Top tips and advice for surviving the *Munich Strong Beer Festival Starkbierzeit* whilst looking fabulous are:
- First Aid Kit containing: Copious amounts of paracetamol, Alka Seltzer, Dioralyte, Immodium, Glucose energy tablets.
- Louboutin shoe repair kit.
- Trinny London stackable travel makeup for that flawless complexion darlings. Utterly genius invention, fewer makeup brushes needed; oodles more room for fab outfits.
- Hand sanitiser.
- Industrial supply of wet wipes.
- Loo seat covers.
- V. I. Poo ‘Lemon Idol’ scent highly recommended - eradicates most pungent of pongs.
- Sun Cream: Factor Fifty
- Oversized Gucci sunglasses. *Essential*
- Plenty of Euros to hand. (Try paying for a keg with a Black Amex #FirstWorldProblems).
- ***Advisory Note*** DO NOT BOTHER PACKING: Advised to take a ‘She wee’. After googling that plastic abomination, one would rather a temporary catheter than the indignity of standing up to use one of those ghastly little containers! And as a fully fledged Royalist (and close family friend and confidante), one will only stand on command, and that is for HM the Queen. Definitely the royal ‘we’ NOT ‘wee’...
Overall, to sum up final thoughts and feelings on the Munich Strong Beer Festival Starkbierzeit:
Beer: After just one stein, taste buds tantalised and tormented to such an extent, that intoxication was swift, leaving one barely knowing the difference between a budget-friendly Star Bier and a budget-busting Remy Martin Louis XIII Cognac. Although the Amex bill spotted the difference. And the accountant was ecstatic at the temporary decline in one’s tastes and spending habits...
Fellow festival folk: Refreshingly vibrant, animated and highly enthusiastic about all things beer. Possible closet fetishists with their penchant for leather clothing, frills and ruffles #KindredSpirits!

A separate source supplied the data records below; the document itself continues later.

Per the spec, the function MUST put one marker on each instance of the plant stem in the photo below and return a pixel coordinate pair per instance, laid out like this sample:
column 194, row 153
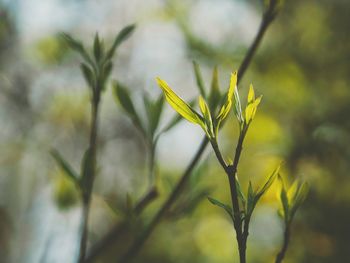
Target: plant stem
column 286, row 238
column 119, row 229
column 90, row 174
column 231, row 171
column 266, row 21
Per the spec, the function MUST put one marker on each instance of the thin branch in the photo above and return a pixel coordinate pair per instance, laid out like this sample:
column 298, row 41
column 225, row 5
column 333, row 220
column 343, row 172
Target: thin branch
column 86, row 193
column 119, row 229
column 286, row 238
column 132, row 251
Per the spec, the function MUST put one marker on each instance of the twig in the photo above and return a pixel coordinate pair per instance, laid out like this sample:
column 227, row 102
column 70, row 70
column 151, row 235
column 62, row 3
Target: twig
column 118, row 230
column 131, row 252
column 286, row 238
column 86, row 192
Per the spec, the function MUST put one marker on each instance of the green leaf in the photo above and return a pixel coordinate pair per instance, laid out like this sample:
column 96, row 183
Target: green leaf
column 238, row 107
column 215, row 95
column 225, row 108
column 107, row 69
column 268, row 183
column 122, row 96
column 65, row 166
column 175, row 120
column 86, row 171
column 252, row 105
column 284, row 201
column 154, row 111
column 227, row 208
column 123, row 35
column 88, row 75
column 251, row 199
column 298, row 198
column 240, row 192
column 199, row 79
column 179, row 105
column 207, row 117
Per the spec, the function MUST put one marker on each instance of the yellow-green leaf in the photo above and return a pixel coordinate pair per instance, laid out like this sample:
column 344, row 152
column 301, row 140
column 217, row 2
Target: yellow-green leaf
column 178, row 104
column 209, row 129
column 251, row 94
column 225, row 109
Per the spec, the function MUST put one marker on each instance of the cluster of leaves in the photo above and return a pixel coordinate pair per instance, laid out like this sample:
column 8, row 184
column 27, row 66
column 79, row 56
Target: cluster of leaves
column 96, row 69
column 291, row 199
column 210, row 120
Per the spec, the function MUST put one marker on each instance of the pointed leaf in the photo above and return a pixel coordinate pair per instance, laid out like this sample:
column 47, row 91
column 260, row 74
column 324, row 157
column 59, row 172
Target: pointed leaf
column 88, row 75
column 300, row 196
column 227, row 208
column 250, row 199
column 240, row 192
column 225, row 109
column 284, row 201
column 207, row 117
column 199, row 79
column 98, row 53
column 215, row 95
column 179, row 105
column 251, row 94
column 153, row 110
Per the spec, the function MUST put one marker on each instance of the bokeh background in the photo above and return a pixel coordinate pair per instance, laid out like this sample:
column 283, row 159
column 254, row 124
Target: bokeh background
column 302, row 68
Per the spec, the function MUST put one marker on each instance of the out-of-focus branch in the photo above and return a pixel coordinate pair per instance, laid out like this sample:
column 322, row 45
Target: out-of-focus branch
column 118, row 230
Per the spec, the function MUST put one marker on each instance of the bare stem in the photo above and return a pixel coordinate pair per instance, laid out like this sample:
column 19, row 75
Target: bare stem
column 286, row 238
column 90, row 176
column 119, row 229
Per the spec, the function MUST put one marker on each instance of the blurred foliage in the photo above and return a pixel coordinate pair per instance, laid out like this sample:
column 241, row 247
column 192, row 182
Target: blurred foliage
column 302, row 69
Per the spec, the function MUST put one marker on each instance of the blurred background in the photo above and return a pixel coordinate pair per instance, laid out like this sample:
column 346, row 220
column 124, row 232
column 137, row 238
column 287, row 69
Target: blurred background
column 302, row 69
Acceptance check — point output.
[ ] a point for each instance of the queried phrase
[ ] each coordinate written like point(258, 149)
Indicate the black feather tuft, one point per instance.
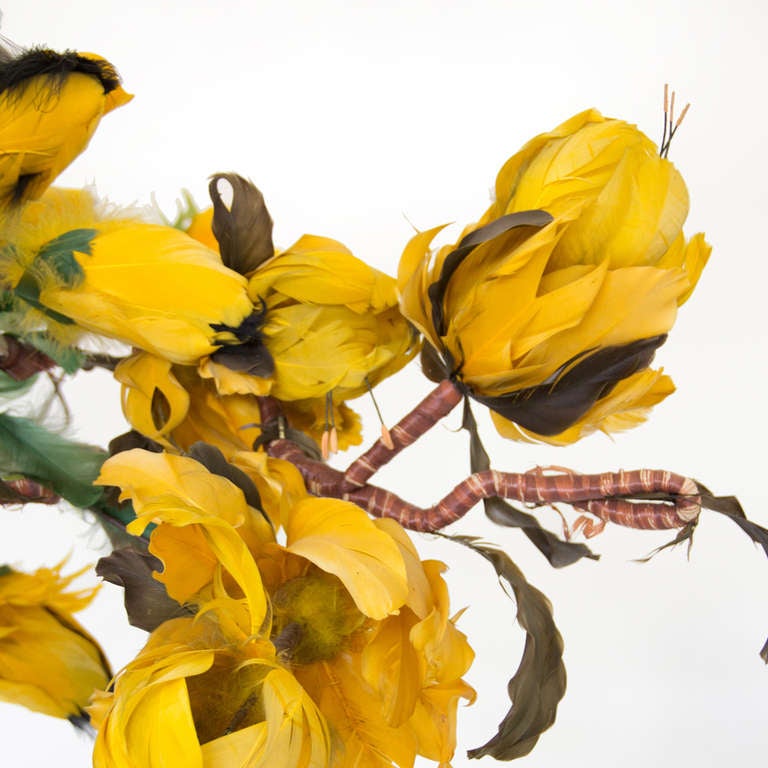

Food: Although chowing down on a big white sausage was a delight, next time one will venture further afield to sample more of Munich’s exotic offerings. After the Oompah misunderstanding, am reassured tho’ that no bratty children are harmed or used to make their infamous ‘Bratwurst’. Whilst not exactly child friendly, one’s not a cannibal dahhlings!
Worth another date in the social diary? Absolutely. Just for the dancing alone, to let the hair down, and to whip off one’s Alice band with alacrity! And now that our favourite sport of chasing a no longer eligible ginger Prince down the Kings Road has come to an end, shimmying and shaking on a rickety bierkeller table with complete abandonment is a recreational activity not to be sniffed at!
With a heartfelt ‘tschüss, auf Wiedersehen, au revoir’ darling Munich to you and your delightful beer festival, I sign off for this month, to head off on my next secret mission…Tally ho! Toodle pip!